Brancato made his big-screen return in 2016’s “Back in the Day,” a drama about a young boxer and a mob boss. Enchautegui’s family and the city’s police union blasted the actor’s shot at redemption.

But director Paul Borghese told The Post in early 2015: “Everybody deserves a second chance. He’s in a much better place. He was in the wrong place, at the wrong time, with the wrong person.”

Brancato also starred in 2021’s “Made in Mexico” and “Sleepyhead,” a thriller set in hell featuring a cameo by actress Taral Hicks – who played Calogero’s girlfriend in “A Bronx Tale” nearly 30 years earlier. The indie film ran at a few film festivals last year, but is now getting reworked, Brancato said.

“It’s really awesome, dude,” Brancato gushed of the latter project, featuring himself as a dead utility worker. “It’s so unique and so well done.”

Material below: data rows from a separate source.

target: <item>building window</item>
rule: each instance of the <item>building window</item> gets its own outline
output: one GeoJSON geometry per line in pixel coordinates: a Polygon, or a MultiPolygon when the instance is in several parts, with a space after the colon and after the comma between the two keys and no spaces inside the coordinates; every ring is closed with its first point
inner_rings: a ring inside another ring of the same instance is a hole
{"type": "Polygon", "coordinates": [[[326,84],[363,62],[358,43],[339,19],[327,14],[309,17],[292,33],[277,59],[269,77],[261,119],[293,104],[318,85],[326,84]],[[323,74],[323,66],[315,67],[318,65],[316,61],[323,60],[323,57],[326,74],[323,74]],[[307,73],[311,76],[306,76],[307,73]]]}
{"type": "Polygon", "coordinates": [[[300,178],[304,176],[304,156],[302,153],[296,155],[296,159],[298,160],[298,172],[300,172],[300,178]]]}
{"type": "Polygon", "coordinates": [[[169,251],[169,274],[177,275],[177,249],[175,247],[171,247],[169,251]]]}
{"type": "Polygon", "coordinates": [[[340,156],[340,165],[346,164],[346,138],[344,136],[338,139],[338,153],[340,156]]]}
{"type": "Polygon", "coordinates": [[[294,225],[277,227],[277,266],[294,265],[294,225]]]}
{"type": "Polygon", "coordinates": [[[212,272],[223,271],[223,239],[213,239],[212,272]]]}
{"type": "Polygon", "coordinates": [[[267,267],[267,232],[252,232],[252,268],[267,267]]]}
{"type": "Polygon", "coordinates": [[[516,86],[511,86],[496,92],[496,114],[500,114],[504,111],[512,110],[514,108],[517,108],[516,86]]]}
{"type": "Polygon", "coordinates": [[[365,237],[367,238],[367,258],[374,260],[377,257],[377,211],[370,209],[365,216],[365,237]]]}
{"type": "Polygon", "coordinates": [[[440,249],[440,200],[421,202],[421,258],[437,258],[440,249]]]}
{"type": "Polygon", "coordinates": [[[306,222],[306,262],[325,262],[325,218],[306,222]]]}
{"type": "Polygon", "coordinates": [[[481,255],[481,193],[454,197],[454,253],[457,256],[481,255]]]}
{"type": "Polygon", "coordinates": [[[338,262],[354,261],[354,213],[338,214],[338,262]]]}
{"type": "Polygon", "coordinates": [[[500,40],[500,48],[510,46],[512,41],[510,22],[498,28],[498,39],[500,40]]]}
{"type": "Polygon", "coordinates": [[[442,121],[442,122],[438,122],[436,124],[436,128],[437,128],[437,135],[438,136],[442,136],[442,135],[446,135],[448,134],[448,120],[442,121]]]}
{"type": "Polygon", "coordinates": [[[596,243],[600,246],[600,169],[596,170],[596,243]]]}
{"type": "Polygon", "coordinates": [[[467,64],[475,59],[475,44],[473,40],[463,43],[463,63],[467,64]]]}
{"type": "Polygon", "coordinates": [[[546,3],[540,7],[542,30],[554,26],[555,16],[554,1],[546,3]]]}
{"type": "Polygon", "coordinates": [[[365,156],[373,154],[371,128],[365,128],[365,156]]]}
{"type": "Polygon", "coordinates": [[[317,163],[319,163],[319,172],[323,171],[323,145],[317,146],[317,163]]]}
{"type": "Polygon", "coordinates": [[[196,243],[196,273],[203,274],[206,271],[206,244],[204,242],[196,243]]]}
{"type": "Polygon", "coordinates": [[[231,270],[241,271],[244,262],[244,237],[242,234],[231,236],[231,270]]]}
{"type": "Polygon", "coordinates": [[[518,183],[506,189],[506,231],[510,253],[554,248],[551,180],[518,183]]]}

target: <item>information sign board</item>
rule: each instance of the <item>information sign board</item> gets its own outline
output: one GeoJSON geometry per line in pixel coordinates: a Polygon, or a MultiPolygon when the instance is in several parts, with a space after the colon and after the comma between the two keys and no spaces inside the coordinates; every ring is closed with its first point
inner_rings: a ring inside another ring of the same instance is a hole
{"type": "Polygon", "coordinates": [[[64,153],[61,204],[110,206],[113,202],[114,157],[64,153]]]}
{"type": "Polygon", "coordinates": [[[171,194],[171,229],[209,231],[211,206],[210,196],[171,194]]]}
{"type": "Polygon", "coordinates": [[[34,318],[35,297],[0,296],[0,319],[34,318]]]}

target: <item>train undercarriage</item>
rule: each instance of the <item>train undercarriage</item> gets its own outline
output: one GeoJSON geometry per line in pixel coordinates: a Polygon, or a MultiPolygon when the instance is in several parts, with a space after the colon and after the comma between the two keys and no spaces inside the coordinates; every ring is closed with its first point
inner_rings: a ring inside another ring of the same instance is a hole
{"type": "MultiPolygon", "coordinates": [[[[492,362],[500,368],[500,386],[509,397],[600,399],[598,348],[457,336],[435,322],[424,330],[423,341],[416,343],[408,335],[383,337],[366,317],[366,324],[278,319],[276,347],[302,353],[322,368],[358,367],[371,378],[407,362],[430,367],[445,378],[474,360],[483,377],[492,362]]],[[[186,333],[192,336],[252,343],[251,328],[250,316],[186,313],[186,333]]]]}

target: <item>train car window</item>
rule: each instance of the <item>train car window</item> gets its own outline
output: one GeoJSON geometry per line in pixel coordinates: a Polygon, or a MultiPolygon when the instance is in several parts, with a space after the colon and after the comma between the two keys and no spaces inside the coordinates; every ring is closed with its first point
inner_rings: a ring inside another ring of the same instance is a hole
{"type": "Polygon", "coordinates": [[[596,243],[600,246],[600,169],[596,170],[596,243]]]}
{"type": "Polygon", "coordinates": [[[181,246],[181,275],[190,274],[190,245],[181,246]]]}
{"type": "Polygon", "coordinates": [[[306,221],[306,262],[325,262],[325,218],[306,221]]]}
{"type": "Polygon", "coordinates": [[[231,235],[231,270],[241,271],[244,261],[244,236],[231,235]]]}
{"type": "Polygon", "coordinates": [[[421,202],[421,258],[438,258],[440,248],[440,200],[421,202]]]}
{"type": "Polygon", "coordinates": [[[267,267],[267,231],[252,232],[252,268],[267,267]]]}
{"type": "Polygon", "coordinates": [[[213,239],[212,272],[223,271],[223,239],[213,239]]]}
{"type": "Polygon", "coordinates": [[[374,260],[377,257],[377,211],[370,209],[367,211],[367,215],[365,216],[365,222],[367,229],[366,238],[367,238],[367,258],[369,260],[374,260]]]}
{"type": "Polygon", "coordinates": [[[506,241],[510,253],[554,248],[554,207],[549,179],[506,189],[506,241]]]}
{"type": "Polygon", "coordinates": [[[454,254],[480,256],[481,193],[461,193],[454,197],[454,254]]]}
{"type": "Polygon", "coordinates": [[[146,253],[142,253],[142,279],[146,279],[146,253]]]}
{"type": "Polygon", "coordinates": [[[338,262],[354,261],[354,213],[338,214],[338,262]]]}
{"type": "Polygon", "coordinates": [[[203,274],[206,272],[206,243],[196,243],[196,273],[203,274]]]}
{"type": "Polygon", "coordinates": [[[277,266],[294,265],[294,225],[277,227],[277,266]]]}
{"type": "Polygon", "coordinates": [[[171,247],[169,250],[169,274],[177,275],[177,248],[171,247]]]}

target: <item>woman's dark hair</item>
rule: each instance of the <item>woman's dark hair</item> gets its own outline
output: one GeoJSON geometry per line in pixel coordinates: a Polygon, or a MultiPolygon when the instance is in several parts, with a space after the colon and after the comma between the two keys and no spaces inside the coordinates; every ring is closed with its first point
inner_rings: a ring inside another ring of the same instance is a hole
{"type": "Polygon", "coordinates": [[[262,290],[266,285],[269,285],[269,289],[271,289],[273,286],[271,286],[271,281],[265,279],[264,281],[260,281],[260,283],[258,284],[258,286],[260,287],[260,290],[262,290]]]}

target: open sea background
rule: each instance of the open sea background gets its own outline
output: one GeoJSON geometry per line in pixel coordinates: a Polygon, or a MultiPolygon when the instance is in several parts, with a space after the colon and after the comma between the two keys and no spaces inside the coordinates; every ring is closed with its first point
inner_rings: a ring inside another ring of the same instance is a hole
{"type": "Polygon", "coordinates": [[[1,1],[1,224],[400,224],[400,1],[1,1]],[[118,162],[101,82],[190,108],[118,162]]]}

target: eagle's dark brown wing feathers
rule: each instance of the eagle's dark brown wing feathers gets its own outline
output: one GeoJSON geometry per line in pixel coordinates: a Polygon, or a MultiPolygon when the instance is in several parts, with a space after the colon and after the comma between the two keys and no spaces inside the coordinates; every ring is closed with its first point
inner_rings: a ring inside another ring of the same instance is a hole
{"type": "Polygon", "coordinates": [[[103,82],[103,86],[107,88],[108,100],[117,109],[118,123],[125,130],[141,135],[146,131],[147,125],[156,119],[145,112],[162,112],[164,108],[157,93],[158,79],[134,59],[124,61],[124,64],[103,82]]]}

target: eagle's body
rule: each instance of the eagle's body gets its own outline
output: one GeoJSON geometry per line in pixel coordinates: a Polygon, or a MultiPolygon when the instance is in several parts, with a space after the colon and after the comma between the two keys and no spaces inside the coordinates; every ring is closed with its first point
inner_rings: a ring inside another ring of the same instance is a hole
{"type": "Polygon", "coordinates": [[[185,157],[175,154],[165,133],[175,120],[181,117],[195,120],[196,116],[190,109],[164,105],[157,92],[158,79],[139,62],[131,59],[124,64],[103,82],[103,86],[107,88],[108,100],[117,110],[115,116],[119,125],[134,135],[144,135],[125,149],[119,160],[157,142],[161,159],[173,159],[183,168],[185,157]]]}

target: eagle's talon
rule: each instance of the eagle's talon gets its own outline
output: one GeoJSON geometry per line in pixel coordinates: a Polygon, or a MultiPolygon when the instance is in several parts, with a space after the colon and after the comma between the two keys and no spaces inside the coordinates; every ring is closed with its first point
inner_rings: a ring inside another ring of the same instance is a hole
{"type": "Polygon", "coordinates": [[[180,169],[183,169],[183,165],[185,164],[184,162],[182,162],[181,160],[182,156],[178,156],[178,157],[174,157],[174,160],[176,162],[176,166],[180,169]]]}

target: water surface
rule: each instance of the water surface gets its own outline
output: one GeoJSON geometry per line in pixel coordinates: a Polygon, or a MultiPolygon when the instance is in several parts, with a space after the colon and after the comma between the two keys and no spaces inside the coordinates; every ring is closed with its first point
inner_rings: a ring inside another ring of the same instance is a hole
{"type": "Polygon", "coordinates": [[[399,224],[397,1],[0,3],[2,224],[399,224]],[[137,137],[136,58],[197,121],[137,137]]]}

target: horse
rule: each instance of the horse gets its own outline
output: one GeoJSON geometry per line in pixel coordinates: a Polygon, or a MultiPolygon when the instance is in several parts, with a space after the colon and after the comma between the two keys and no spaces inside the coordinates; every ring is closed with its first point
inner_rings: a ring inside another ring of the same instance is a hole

And Brancato is also writing a screenplay called “Never Meet Your Heroes,” a drama centered on addiction. Hicks has agreed to costar as his wife, he said.

In the upcoming film, he’ll play a degenerate gambler named Joe Preston who loses his job and wife due to his addiction fueled by trauma – the “real gateway” for drug and alcohol abuse, Brancato said.

“I was Calogero in the Bronx Tale, but then I when I got in trouble, it’s like, this is Lillo, this is somebody just like us,” he said. “So, when I saw that, I was, like, ‘Wow, this is such a special gift.’ To be able to inspire people is such a beautiful thing.”